Gracias a esos cursos de mierda obtuve PUNTITOS para conseguir plazas en empleo público, aun a pesar de no estar relacionados los sectores.


----------



## Vikingo2016 (21 Ago 2022)

Un negocio y chiringuito para enchufar al marido,esposa,novio,novia,hijo,hija,cuñado, hermano....de alguien del PSOE para que actúe de profesor o instructor del curso. Aunque no tenga preparación mi título. 

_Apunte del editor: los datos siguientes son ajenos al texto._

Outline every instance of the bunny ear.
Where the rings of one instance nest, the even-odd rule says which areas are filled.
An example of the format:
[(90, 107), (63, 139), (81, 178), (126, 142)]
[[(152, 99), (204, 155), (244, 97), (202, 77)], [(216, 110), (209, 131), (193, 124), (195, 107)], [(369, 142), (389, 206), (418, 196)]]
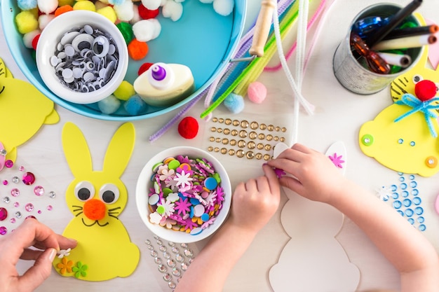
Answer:
[(72, 123), (62, 128), (62, 148), (70, 170), (77, 177), (93, 170), (91, 155), (82, 132)]
[(121, 177), (131, 158), (135, 140), (135, 132), (131, 123), (126, 123), (119, 127), (105, 153), (104, 172)]

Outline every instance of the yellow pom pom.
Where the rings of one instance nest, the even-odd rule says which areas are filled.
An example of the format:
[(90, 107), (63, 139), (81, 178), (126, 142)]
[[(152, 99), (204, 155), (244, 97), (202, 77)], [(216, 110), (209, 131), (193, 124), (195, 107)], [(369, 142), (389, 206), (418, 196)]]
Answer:
[(58, 6), (64, 6), (65, 5), (69, 5), (73, 7), (74, 0), (58, 0)]
[(36, 20), (38, 19), (39, 15), (39, 10), (38, 10), (38, 7), (35, 7), (34, 9), (31, 9), (29, 11), (29, 12), (31, 12), (33, 15), (34, 17), (35, 18)]
[(29, 11), (24, 11), (15, 16), (15, 23), (20, 34), (25, 34), (38, 29), (38, 20)]
[(73, 6), (73, 10), (88, 10), (96, 11), (95, 4), (88, 0), (79, 1)]
[(130, 97), (135, 95), (134, 86), (127, 81), (123, 81), (113, 95), (121, 100), (128, 100)]
[(105, 6), (103, 8), (97, 9), (96, 12), (105, 16), (113, 23), (116, 22), (116, 20), (117, 20), (116, 11), (114, 11), (114, 9), (111, 6)]

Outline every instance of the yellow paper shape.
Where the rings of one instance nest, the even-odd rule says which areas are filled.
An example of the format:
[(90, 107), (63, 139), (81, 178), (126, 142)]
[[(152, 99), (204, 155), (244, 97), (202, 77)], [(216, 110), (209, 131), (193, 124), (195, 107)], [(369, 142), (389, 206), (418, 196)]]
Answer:
[[(55, 258), (53, 266), (60, 274), (104, 281), (128, 277), (135, 270), (140, 257), (139, 249), (130, 242), (118, 218), (128, 200), (120, 177), (131, 157), (135, 138), (133, 125), (122, 125), (109, 144), (102, 170), (93, 171), (83, 134), (72, 123), (64, 125), (62, 147), (74, 179), (65, 195), (74, 217), (63, 235), (76, 239), (78, 246), (67, 260)], [(72, 264), (72, 269), (67, 268), (67, 263)]]
[[(360, 148), (365, 155), (391, 169), (431, 176), (439, 170), (439, 140), (430, 133), (424, 113), (418, 111), (394, 122), (412, 109), (393, 104), (374, 120), (363, 125), (359, 132)], [(428, 118), (434, 130), (439, 132), (437, 121)]]
[(55, 124), (60, 116), (53, 102), (29, 82), (13, 78), (0, 58), (0, 141), (6, 159), (15, 160), (17, 147), (32, 138), (43, 124)]

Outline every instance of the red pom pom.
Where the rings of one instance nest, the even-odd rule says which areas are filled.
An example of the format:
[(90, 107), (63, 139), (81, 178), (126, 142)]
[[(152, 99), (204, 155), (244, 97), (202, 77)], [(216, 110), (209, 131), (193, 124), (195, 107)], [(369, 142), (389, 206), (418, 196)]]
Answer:
[(150, 67), (151, 67), (153, 64), (153, 63), (143, 63), (142, 64), (142, 66), (140, 66), (140, 68), (139, 68), (139, 70), (137, 71), (137, 75), (140, 76), (142, 75), (142, 74), (144, 71), (146, 71), (147, 70), (148, 70), (149, 69)]
[(41, 34), (38, 34), (32, 40), (32, 48), (34, 48), (35, 50), (36, 50), (36, 45), (38, 45), (38, 40), (40, 39), (41, 35)]
[(178, 133), (183, 138), (195, 138), (198, 132), (198, 122), (192, 117), (186, 117), (178, 124)]
[(143, 4), (139, 4), (139, 15), (144, 20), (155, 18), (158, 15), (158, 8), (156, 10), (149, 10)]
[(429, 80), (423, 80), (414, 85), (416, 97), (423, 102), (426, 102), (436, 95), (438, 88), (434, 82)]

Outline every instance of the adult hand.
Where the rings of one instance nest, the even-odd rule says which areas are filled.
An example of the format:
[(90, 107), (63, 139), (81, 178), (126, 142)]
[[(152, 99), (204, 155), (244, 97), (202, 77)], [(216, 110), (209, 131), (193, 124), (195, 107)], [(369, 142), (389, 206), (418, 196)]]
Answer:
[[(0, 239), (0, 291), (34, 291), (50, 274), (57, 251), (76, 246), (76, 240), (55, 233), (38, 221), (25, 220), (14, 232)], [(16, 268), (20, 258), (35, 261), (22, 275)]]

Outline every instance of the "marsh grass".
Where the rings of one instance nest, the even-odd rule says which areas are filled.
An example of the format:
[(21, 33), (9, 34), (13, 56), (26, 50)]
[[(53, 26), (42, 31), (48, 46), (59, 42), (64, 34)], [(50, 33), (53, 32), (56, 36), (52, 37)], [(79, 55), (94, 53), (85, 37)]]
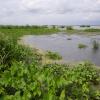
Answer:
[(48, 57), (49, 59), (52, 59), (52, 60), (61, 60), (62, 59), (62, 56), (60, 56), (59, 53), (51, 52), (51, 51), (46, 52), (46, 57)]
[(86, 48), (86, 47), (87, 47), (87, 45), (85, 45), (85, 44), (78, 44), (78, 48), (80, 48), (80, 49)]
[(94, 49), (94, 50), (99, 49), (99, 46), (100, 46), (100, 45), (99, 45), (99, 43), (98, 43), (96, 40), (93, 41), (92, 45), (93, 45), (93, 49)]

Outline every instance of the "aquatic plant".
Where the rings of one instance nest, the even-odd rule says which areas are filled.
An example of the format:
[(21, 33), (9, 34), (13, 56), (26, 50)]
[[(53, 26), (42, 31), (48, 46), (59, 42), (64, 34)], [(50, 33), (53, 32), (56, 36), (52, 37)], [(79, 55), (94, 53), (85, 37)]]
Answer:
[(93, 41), (92, 45), (94, 50), (99, 49), (99, 43), (96, 40)]
[(60, 60), (62, 57), (57, 52), (47, 51), (46, 56), (52, 60)]
[(78, 48), (80, 48), (80, 49), (86, 48), (86, 47), (87, 47), (87, 45), (85, 45), (85, 44), (78, 44)]

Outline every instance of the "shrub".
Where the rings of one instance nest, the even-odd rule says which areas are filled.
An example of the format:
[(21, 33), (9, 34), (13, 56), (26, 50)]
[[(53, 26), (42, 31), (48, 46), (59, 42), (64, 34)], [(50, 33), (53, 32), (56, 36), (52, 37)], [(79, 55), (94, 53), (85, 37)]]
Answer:
[(97, 49), (99, 49), (99, 43), (97, 42), (97, 41), (93, 41), (93, 49), (94, 50), (97, 50)]
[(99, 100), (100, 74), (91, 64), (73, 67), (48, 64), (26, 66), (13, 62), (0, 74), (0, 97), (4, 100)]
[(86, 48), (87, 46), (85, 44), (78, 44), (78, 48), (82, 49), (82, 48)]
[(0, 38), (0, 65), (10, 66), (13, 61), (22, 61), (26, 64), (39, 62), (41, 55), (31, 49), (18, 45), (9, 38)]

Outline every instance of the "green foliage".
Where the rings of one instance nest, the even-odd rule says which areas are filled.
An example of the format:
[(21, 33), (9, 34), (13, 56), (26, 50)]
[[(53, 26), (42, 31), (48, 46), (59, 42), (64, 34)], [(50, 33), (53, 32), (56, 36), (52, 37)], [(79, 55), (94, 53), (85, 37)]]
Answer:
[(82, 49), (82, 48), (86, 48), (87, 46), (85, 44), (78, 44), (78, 48)]
[[(13, 61), (22, 61), (26, 64), (41, 60), (41, 55), (31, 49), (18, 45), (5, 35), (0, 35), (0, 65), (11, 66)], [(5, 68), (1, 68), (5, 70)]]
[(62, 57), (57, 52), (47, 51), (46, 56), (52, 60), (60, 60)]
[[(0, 33), (0, 100), (100, 100), (99, 68), (89, 63), (42, 65), (41, 55), (18, 45), (17, 39), (48, 29), (27, 27), (0, 28), (4, 33)], [(47, 54), (54, 60), (61, 58)]]
[(0, 75), (0, 97), (4, 100), (94, 100), (100, 99), (100, 71), (91, 64), (73, 67), (13, 62)]

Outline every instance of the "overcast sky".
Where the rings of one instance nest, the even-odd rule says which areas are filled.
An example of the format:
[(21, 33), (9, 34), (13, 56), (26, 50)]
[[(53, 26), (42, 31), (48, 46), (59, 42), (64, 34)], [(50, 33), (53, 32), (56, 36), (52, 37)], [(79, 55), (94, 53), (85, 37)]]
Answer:
[(100, 25), (100, 0), (0, 0), (0, 24)]

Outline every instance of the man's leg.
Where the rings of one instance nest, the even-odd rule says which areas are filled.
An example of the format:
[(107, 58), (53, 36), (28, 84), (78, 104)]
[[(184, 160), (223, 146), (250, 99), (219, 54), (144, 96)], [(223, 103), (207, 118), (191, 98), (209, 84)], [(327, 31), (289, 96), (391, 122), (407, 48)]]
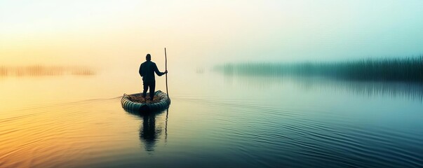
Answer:
[(156, 81), (150, 83), (150, 100), (153, 101), (154, 99), (154, 90), (156, 89)]
[(145, 96), (147, 95), (147, 90), (148, 90), (148, 83), (142, 82), (142, 85), (144, 85), (144, 90), (142, 90), (142, 98), (145, 99)]

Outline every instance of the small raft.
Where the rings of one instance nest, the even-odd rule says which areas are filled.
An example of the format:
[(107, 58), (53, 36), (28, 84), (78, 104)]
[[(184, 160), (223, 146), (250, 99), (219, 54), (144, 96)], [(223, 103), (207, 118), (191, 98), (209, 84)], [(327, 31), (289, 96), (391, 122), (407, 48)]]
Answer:
[[(161, 90), (157, 90), (154, 92), (154, 99), (152, 102), (146, 102), (141, 97), (142, 94), (142, 93), (133, 94), (123, 94), (123, 96), (121, 99), (122, 108), (132, 111), (157, 111), (168, 108), (170, 104), (170, 99), (169, 99), (168, 94)], [(146, 99), (149, 99), (148, 92), (147, 93), (147, 97), (146, 97)]]

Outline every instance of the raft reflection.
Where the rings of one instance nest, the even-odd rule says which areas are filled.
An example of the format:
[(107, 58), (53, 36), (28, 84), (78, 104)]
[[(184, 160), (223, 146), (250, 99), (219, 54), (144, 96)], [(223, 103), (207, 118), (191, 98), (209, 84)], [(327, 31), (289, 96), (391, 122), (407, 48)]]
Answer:
[(150, 112), (150, 113), (139, 113), (137, 111), (126, 111), (126, 112), (142, 118), (142, 124), (140, 127), (140, 141), (144, 144), (144, 148), (147, 152), (154, 151), (154, 148), (156, 146), (156, 143), (159, 137), (162, 135), (163, 132), (163, 121), (156, 121), (156, 118), (161, 116), (166, 111), (166, 120), (164, 123), (164, 132), (165, 132), (165, 143), (167, 141), (168, 135), (168, 118), (169, 114), (168, 108), (159, 112)]

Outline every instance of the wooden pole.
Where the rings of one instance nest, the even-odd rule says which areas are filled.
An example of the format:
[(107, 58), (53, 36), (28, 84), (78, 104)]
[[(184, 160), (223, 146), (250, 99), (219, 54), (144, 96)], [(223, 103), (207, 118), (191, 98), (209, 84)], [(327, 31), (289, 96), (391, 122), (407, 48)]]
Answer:
[[(165, 69), (168, 71), (168, 57), (166, 56), (166, 48), (165, 48)], [(168, 74), (166, 73), (166, 94), (168, 94), (168, 97), (169, 97), (169, 93), (168, 92)]]

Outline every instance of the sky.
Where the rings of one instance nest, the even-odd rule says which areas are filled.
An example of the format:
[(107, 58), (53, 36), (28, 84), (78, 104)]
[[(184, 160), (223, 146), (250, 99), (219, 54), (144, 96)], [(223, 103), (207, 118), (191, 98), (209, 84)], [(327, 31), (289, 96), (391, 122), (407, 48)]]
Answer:
[(422, 18), (421, 0), (0, 0), (0, 65), (419, 56)]

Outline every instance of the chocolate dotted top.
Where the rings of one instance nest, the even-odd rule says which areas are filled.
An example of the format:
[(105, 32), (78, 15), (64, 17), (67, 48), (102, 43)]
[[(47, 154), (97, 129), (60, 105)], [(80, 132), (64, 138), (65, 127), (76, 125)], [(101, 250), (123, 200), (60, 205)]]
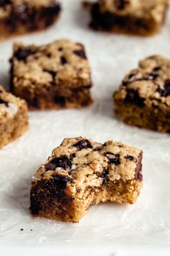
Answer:
[(99, 0), (100, 11), (116, 15), (132, 15), (136, 18), (152, 18), (161, 22), (168, 0)]
[(114, 98), (118, 104), (154, 106), (169, 111), (170, 60), (156, 55), (141, 61), (139, 68), (126, 76)]
[(90, 69), (83, 46), (68, 40), (40, 46), (15, 43), (12, 64), (14, 87), (57, 85), (76, 88), (91, 86)]
[(103, 145), (81, 137), (65, 139), (35, 173), (32, 182), (57, 175), (82, 189), (99, 187), (109, 180), (141, 181), (142, 154), (141, 150), (112, 141)]

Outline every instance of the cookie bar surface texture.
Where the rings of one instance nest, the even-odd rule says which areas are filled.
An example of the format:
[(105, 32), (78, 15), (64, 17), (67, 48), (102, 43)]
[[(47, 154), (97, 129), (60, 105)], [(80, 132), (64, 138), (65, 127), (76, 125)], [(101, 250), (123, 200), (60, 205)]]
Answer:
[(60, 9), (55, 0), (0, 0), (0, 39), (45, 28)]
[(91, 204), (134, 203), (142, 185), (142, 154), (112, 141), (65, 139), (33, 177), (30, 213), (78, 222)]
[(90, 69), (83, 46), (59, 40), (40, 47), (15, 43), (11, 89), (30, 109), (87, 106), (92, 100)]
[(97, 30), (143, 36), (158, 32), (168, 0), (99, 0), (91, 8), (91, 27)]
[(170, 60), (160, 55), (139, 62), (114, 92), (116, 113), (131, 125), (170, 132)]
[(0, 85), (0, 148), (28, 128), (27, 104)]

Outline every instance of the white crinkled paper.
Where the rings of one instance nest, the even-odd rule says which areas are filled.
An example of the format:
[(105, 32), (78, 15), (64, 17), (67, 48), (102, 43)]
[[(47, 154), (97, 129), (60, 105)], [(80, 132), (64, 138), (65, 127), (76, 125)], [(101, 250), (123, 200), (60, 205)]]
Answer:
[[(94, 103), (80, 109), (29, 112), (30, 128), (0, 150), (0, 241), (118, 241), (170, 244), (170, 135), (127, 126), (117, 119), (112, 95), (138, 61), (160, 54), (170, 58), (170, 16), (161, 33), (148, 38), (95, 32), (80, 1), (63, 0), (59, 22), (46, 31), (0, 43), (0, 83), (9, 81), (14, 41), (41, 44), (61, 38), (84, 44), (92, 71)], [(82, 136), (103, 143), (120, 141), (143, 150), (143, 186), (133, 205), (93, 205), (78, 224), (30, 214), (35, 172), (66, 137)], [(21, 229), (23, 229), (21, 231)], [(31, 231), (31, 230), (32, 230)]]

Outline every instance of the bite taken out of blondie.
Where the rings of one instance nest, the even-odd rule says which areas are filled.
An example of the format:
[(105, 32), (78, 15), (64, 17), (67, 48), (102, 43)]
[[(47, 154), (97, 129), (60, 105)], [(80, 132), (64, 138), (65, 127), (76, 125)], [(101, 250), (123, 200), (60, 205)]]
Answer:
[(33, 177), (31, 213), (78, 222), (91, 204), (134, 203), (142, 185), (142, 154), (112, 141), (65, 139)]

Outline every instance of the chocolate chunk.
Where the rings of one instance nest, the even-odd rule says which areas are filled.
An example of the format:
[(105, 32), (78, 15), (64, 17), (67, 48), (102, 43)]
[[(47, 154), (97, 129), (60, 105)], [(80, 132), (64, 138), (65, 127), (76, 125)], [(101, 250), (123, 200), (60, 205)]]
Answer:
[(19, 48), (15, 54), (15, 56), (19, 60), (25, 60), (29, 55), (33, 54), (35, 51), (31, 50)]
[(133, 161), (135, 163), (136, 163), (137, 162), (137, 160), (136, 158), (133, 157), (133, 156), (125, 156), (124, 158), (125, 158), (125, 159), (127, 159), (127, 160), (130, 160), (131, 161)]
[(160, 67), (156, 67), (154, 69), (153, 69), (153, 71), (154, 72), (158, 71), (158, 70), (159, 70), (160, 69)]
[(64, 57), (61, 57), (61, 62), (62, 64), (63, 65), (65, 63), (67, 63), (67, 61)]
[(32, 106), (35, 108), (40, 108), (40, 100), (39, 96), (35, 96), (33, 99), (32, 102)]
[(164, 86), (159, 86), (157, 91), (158, 92), (160, 96), (167, 97), (170, 95), (170, 80), (167, 80), (165, 81)]
[(109, 159), (109, 164), (114, 164), (116, 165), (120, 163), (120, 156), (118, 154), (115, 154), (109, 152), (107, 152), (105, 153), (104, 156), (107, 158)]
[(82, 59), (86, 59), (87, 57), (84, 50), (80, 50), (80, 51), (74, 51), (73, 52), (75, 54), (81, 57)]
[(94, 151), (99, 151), (99, 150), (100, 150), (103, 147), (103, 146), (100, 146), (99, 147), (97, 147), (97, 148), (95, 148), (95, 149), (94, 150)]
[(142, 154), (140, 154), (140, 155), (138, 157), (139, 158), (139, 161), (135, 169), (135, 179), (139, 180), (141, 182), (143, 179), (143, 176), (142, 174)]
[(0, 0), (0, 7), (4, 6), (5, 5), (11, 3), (10, 0)]
[(65, 104), (65, 99), (63, 96), (56, 96), (54, 98), (54, 101), (56, 104), (59, 104), (63, 106)]
[(78, 141), (74, 145), (73, 147), (76, 147), (78, 148), (79, 150), (81, 150), (83, 148), (92, 148), (92, 145), (88, 140), (82, 140)]
[(126, 0), (114, 0), (114, 4), (118, 9), (124, 9), (125, 5), (129, 3), (129, 1)]
[(134, 104), (141, 107), (144, 106), (144, 101), (145, 99), (139, 96), (137, 90), (127, 89), (126, 91), (127, 93), (124, 100), (125, 103)]
[(71, 165), (71, 160), (66, 156), (61, 156), (60, 157), (54, 158), (51, 162), (45, 165), (46, 170), (55, 171), (58, 167), (66, 170)]
[(109, 174), (109, 168), (107, 170), (103, 168), (103, 170), (101, 173), (100, 175), (100, 177), (103, 179), (102, 185), (105, 185), (107, 183), (108, 175)]

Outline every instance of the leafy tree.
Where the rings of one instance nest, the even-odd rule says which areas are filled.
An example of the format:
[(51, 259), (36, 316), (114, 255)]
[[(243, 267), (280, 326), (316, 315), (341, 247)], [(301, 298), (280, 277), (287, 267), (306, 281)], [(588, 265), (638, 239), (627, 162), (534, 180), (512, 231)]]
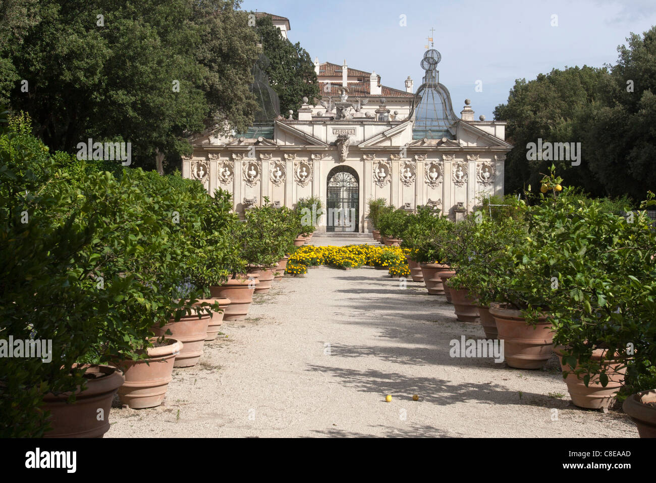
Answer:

Ejemplo el marido de Susana Díaz.


----------



## Topollillo (21 Ago 2022)

Es una estafa pero legal, es como una fp que tampoco vale una mierda pero express.


----------



## sepultada en guano (21 Ago 2022)

Es una estafa, como todo el R78 en su totalidad.


----------



## W.Smith (21 Ago 2022)

En general son una mafia, pero hay excepciones. Yo he hecho uno de soldadura de 6 meses donde he aprendido mucho, de hecho actualmente parte de mi trabajo consiste en soldar. Pero pienso que, efectivamente, la mayoría no sirven para nada, solo a la mafia de academias que los imparten.


----------



## Tonimn (21 Ago 2022)

En los 80 y primeros 90 pagaban a los parados que los hacían por cursarlos además del transporte en caso de necesitarlo.
Los centros estaban obligados a demostrar un alto % de inserción.


----------



## Galvani (21 Ago 2022)

Tonimn dijo:


> En los 80 y primeros 90 pagaban a los parados que los hacían por cursarlos además del transporte en caso de necesitarlo.
> Los centros estaban obligados a demostrar un alto % de inserción.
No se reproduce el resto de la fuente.